Chapter 12. General Updates


Updated samba Packages

Red Hat Enterprise Linux 6.4 includes rebased samba packages that introduce several bug fixes and enhancements, the most important of which is added support for the SMB2 protocol. SMB2 support can be enabled with the following parameter in the [global] section of the /etc/samba/smb.conf file:
max protocol = SMB2
Additionally, Samba now has support for AES Kerberos encryption. AES support has been available in Microsoft Windows operating systems since Windows Vista and Windows Server 2008. It is reported to be the new default Kerberos encryption type since Windows 7. Samba now adds AES Kerberos keys to the keytab it controls. This means that other kerberized services that use the samba keytab and run on the same machine can benefit from AES encryption. In order to use AES session keys (and not only use AES encrypted ticket granting tickets), the samba machine account in Active Directory's LDAP server needs to be manually modified. For more information, refer to the Microsoft Open Specifications Support Team Blog.
With Samba 3.6, it is suggested that if you use the security = share mode you should migrate to use security = user for a standalone file server or Domain Controller (DC). The security = share mode will not be supported in future releases. Refer to the smb.conf(5) manpage for more details on security = user and read the ACL documentation for permission control on files and directories.

Warning

The updated samba packages also change the way ID mapping is configured. Users are advised to modify their existing Samba configuration files.
Note that several Trivial Database (TDB) files have been updated and the printing support has been rewritten to use the actual registry implementation. This means that all TDB files are upgraded as soon as you start the new version of smbd. You cannot downgrade to an older Samba 3.x version unless you have backups of the TDB files.
For more information about these changes, refer to the Release Notes for Samba 3.6.0.

New SciPy Package

Red Hat Enterprise Linux 6.4 includes a new scipy package. The SciPy package provides software for mathematics, science, and engineering. The NumPy package, which is designed to manipulate large multi-dimensional arrays of arbitrary records, is the core library for SciPy. The SciPy library is built to work with NumPy arrays and provides various efficient numerical routines, for example routines for numerical integration and optimization.

TLS v1.1 Support in NSS

The nss and nss-util packages have been upgraded to upstream version 3.14 to provide, among other features, support for TLS version 1.1. As well, the nspr package has been rebased to version 4.9.2. For more information, refer to the NSS 3.14 Release Notes.

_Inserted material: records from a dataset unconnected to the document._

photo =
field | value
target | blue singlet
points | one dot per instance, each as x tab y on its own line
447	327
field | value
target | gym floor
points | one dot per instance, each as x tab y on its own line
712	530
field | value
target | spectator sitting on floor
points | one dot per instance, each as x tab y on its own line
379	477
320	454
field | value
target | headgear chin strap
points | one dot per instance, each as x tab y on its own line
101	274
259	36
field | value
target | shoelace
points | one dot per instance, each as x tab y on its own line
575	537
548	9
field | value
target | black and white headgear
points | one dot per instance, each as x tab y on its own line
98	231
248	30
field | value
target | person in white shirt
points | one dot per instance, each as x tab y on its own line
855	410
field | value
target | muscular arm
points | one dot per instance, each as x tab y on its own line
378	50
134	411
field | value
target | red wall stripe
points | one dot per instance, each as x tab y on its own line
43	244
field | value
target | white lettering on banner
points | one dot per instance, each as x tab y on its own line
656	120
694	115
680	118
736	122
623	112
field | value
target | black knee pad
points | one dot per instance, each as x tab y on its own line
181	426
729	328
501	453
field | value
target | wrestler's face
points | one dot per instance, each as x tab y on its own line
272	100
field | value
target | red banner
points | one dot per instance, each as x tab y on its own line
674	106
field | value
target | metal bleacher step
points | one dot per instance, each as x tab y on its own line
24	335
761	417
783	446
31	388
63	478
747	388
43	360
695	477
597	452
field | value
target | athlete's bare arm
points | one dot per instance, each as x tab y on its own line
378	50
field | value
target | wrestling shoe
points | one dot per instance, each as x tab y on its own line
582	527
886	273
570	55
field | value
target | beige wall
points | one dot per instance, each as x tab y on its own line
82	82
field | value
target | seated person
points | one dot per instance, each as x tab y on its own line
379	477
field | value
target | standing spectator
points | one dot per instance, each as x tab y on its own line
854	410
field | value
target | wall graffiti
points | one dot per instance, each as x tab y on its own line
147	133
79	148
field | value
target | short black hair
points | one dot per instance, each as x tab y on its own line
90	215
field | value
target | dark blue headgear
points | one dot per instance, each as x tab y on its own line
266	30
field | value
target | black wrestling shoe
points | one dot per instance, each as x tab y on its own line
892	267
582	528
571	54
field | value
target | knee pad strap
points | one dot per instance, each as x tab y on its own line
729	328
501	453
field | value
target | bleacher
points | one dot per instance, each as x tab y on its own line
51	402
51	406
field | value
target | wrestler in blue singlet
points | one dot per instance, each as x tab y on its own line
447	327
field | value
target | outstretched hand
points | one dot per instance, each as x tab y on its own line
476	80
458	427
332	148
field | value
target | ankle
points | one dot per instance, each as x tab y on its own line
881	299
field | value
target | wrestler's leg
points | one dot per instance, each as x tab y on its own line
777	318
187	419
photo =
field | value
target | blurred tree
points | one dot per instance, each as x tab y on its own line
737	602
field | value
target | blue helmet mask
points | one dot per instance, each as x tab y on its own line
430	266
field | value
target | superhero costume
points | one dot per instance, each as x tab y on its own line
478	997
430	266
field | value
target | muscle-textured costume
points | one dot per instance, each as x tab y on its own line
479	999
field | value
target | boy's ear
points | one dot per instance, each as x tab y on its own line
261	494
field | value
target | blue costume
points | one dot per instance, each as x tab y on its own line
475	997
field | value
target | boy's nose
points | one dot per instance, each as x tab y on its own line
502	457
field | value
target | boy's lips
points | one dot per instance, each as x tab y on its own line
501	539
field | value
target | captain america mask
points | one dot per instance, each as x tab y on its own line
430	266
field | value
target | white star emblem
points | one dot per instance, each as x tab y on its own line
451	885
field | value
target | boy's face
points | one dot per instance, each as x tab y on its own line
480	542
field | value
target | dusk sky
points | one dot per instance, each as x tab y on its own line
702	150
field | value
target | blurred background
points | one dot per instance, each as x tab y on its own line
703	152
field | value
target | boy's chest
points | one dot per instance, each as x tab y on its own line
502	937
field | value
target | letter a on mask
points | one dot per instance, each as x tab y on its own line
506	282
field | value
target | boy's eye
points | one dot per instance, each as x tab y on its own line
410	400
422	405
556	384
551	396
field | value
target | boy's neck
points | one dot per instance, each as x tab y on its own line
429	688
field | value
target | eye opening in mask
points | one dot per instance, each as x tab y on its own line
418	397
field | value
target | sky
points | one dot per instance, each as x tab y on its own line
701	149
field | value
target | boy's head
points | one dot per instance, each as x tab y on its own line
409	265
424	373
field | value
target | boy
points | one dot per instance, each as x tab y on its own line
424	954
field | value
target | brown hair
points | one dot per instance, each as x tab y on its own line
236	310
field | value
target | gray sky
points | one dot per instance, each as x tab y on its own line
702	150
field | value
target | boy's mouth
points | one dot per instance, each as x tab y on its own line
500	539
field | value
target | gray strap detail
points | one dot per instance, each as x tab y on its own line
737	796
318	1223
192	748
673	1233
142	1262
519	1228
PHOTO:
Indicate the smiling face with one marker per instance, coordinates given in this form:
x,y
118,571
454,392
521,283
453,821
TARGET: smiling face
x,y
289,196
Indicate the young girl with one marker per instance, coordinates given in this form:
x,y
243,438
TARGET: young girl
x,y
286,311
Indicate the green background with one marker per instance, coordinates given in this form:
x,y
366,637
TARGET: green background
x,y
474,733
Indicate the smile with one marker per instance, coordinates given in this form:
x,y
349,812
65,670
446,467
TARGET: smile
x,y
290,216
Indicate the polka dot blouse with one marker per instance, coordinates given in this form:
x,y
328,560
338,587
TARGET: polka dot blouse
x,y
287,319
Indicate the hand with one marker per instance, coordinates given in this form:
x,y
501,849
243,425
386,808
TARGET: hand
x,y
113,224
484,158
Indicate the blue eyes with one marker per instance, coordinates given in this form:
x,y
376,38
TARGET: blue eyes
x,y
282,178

Embedded Valgrind gdbserver

The valgrind package has been upgraded to upstream version 3.8.1. This updated version contains, among other enhancements and bug fixes, an embedded gdbserver. For more information, refer to the Valgrind chapter and the Changes in Valgrind 3.8.1 appendix in the Red Hat Developer Toolset 1.1 User Guide.

New libjpeg-turbo Packages

Red Hat Enterprise Linux 6.4 includes a new set of packages: libjpeg-turbo. These packages replace the traditional libjpeg packages, and provide the same functionality and API as libjpeg but better performance.

New redhat-lsb-core Package

When installing the redhat-lsb package, a large number of dependencies are pulled into the system to meet the LSB standard. Red Hat Enterprise Linux 6.4 provides a new redhat-lsb-core subpackage which allows you to easily fetch only the minimal set of required packages by installing the redhat-lsb-core package.

createrepo Utility Updated

The createrepo utility has been updated to the latest upstream version, which significantly reduces memory usage and adds multitasking support via the --workers option.
Red Hat logoGithubRedditYoutubeTwitter

Learn

Try, buy, & sell

Communities

About Red Hat Documentation

We help Red Hat users innovate and achieve their goals with our products and services with content they can trust.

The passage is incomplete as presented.